Other than these omissions I found the article very interesting, thanks.
demuynckr - Monday, June 6, 2005 - link
Yes I have read the article, I also personally compiled the microbenchmarks on linux as well as on the PPC, and I can tell you I used gcc 3.3 on Mac for all compilation needs :).webflits - Monday, June 6, 2005 - link
demuynckr, did your read the article?"So, before we start with application benchmarks, we performed a few micro benchmarks compiled on all platforms with the SAME gcc 3.3.3 compiler. "
BTW I ran the same tests using Apple's version of gcc 3.3
As you can see my 2.0Ghz now beats the 2.5Ghz on 5 of the 8 tests, and a 2.7Ghz G5 would be on par with the Opteron 250 when you extrapolate the results.

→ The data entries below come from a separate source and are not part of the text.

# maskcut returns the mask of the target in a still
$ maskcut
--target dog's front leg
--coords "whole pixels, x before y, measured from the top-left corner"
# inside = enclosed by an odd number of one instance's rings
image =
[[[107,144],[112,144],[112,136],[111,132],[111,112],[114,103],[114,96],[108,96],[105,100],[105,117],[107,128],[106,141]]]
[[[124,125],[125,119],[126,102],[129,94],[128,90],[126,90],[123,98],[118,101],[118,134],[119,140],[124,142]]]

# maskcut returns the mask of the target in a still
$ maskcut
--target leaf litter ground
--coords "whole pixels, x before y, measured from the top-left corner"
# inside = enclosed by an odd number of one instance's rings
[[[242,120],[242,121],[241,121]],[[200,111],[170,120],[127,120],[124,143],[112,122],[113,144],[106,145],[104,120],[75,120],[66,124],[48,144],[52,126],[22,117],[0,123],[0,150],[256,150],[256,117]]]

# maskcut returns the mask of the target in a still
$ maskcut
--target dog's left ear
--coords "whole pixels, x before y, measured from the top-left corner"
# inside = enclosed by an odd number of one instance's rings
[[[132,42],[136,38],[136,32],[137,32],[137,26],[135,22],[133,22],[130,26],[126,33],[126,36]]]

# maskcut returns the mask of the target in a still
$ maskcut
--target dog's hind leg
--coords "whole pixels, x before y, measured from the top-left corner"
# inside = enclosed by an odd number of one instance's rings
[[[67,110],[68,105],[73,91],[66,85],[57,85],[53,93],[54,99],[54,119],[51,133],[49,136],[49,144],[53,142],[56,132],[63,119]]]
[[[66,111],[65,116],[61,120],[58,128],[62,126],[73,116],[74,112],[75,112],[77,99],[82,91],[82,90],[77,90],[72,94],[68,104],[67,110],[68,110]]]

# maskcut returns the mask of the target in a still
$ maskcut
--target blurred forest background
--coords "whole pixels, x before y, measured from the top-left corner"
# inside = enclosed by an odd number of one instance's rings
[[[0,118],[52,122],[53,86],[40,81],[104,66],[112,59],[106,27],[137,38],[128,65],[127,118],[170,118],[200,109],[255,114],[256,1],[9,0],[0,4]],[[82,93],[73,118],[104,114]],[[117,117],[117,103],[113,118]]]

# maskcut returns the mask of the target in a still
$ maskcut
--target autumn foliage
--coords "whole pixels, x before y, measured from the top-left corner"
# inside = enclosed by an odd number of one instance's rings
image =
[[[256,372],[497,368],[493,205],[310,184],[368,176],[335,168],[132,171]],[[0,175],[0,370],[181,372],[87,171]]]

Lets face it, Anandtech screwed up by using a crippled compiler for the G5 tests
----------------------------
GCC 3.3/OSX 10.4.1/2.0GHz G5
FLOPS C Program (Double Precision), V2.0 18 Dec 1992
Module Error RunTime MFLOPS
(usec)
1 4.0146e-13 0.0140 997.2971
2 -1.4166e-13 0.0108 648.4622
3 4.7184e-14 0.0089 1918.5122
4 -1.2546e-13 0.0139 1076.8597
5 -1.3800e-13 0.0312 928.9079
6 3.2374e-13 0.0182 1596.1407
7 -8.4583e-11 0.0348 344.3954
8 3.4855e-13 0.0196 1527.6638
Iterations = 512000000
NullTime (usec) = 0.0004
MFLOPS(1) = 827.5658
MFLOPS(2) = 673.7847
MFLOPS(3) = 1037.6825
MFLOPS(4) = 1501.7226
demuynckr - Monday, June 6, 2005 - link
Just to clear things up: on linux the gcc 3.3.3 was used, on macintosh gcc 3.3 was used (the one that was included with the OS).